LOS Cabos, Mexico, June 19, 2012 (AFP) - Prime Minister Julia Gillard said Tuesday that Australia will continue to offer consular assistance to WikiLeaks founder Julian Assange, after he sought asylum in Ecuador to avoid extradition.
"Australia will continue to support Mr. Assange just as we do support any Australian overseas who faces legal difficulties or dilemmas," Gillard told reporters after a Group of 20 summit in Mexico.
Assange, whose activist website angered the United States by publishing a flood of leaked diplomatic documents, fled to Ecuador's embassy in London to avoid being expelled from Britain to Sweden, where he is accused of sex crimes.
An Australian, Assange has accused his home country of abandoning him and charged that the United States wants to try him on espionage charges that could theoretically carry the death penalty.

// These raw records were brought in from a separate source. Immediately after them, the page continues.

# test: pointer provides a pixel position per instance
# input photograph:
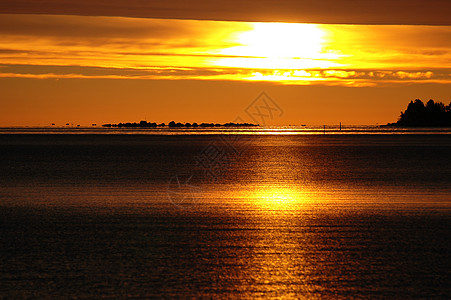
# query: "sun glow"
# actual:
(279, 46)
(280, 198)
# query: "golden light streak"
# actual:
(300, 54)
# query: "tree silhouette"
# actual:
(431, 114)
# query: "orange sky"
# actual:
(83, 70)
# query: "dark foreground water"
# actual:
(225, 216)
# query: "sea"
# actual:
(294, 212)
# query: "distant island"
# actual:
(433, 114)
(172, 124)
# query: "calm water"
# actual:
(297, 215)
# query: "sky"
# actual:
(85, 62)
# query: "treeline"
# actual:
(418, 114)
(172, 124)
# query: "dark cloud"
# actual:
(413, 12)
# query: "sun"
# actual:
(277, 46)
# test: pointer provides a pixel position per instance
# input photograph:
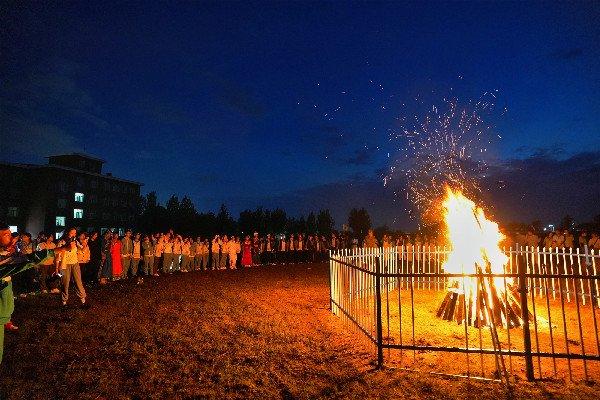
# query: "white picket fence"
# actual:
(566, 264)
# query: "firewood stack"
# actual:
(505, 307)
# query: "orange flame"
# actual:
(474, 241)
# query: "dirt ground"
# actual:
(264, 333)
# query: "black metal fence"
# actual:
(404, 305)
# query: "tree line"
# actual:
(182, 216)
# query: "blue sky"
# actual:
(235, 102)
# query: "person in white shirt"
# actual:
(69, 266)
(233, 249)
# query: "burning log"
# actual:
(475, 248)
(504, 307)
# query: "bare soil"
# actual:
(263, 333)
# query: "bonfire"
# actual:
(475, 249)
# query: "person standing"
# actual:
(83, 256)
(282, 253)
(25, 280)
(148, 253)
(136, 256)
(193, 259)
(106, 258)
(247, 252)
(115, 253)
(70, 268)
(214, 249)
(223, 255)
(185, 255)
(10, 264)
(205, 252)
(159, 246)
(233, 250)
(177, 248)
(45, 267)
(167, 255)
(126, 253)
(95, 258)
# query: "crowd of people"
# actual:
(98, 259)
(107, 257)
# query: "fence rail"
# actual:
(392, 297)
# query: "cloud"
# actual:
(47, 103)
(236, 97)
(161, 111)
(24, 138)
(546, 187)
(567, 54)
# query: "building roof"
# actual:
(89, 157)
(105, 176)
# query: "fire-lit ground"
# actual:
(264, 333)
(432, 331)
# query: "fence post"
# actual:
(330, 280)
(378, 309)
(525, 315)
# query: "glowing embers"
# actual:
(475, 249)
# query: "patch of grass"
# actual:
(263, 333)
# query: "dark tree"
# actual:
(278, 220)
(325, 222)
(360, 222)
(566, 222)
(311, 223)
(224, 223)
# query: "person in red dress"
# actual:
(247, 252)
(115, 254)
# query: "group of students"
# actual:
(152, 254)
(102, 258)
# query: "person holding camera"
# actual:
(69, 266)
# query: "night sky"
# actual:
(291, 104)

Gillard said that Assange's "decisions in relation to his manner are for him to make" but said that Australia had offered him more consular assistance than any other citizen in a comparable period.
Gillard said Australia would oppose the extradition of Assange to face the death penalty, but stressed that it was purely a hypothetical question.
"The legal matter that Mr. Assange faces are matters of a sexual complaints nature involving the laws of Sweden," she said.
"But the position of the Australian government on death penalty cases is well known and applies for every Australian citizen," she said.
"For any Australian citizen at any time in any circumstances, we oppose extradition for death penalty cases," she said.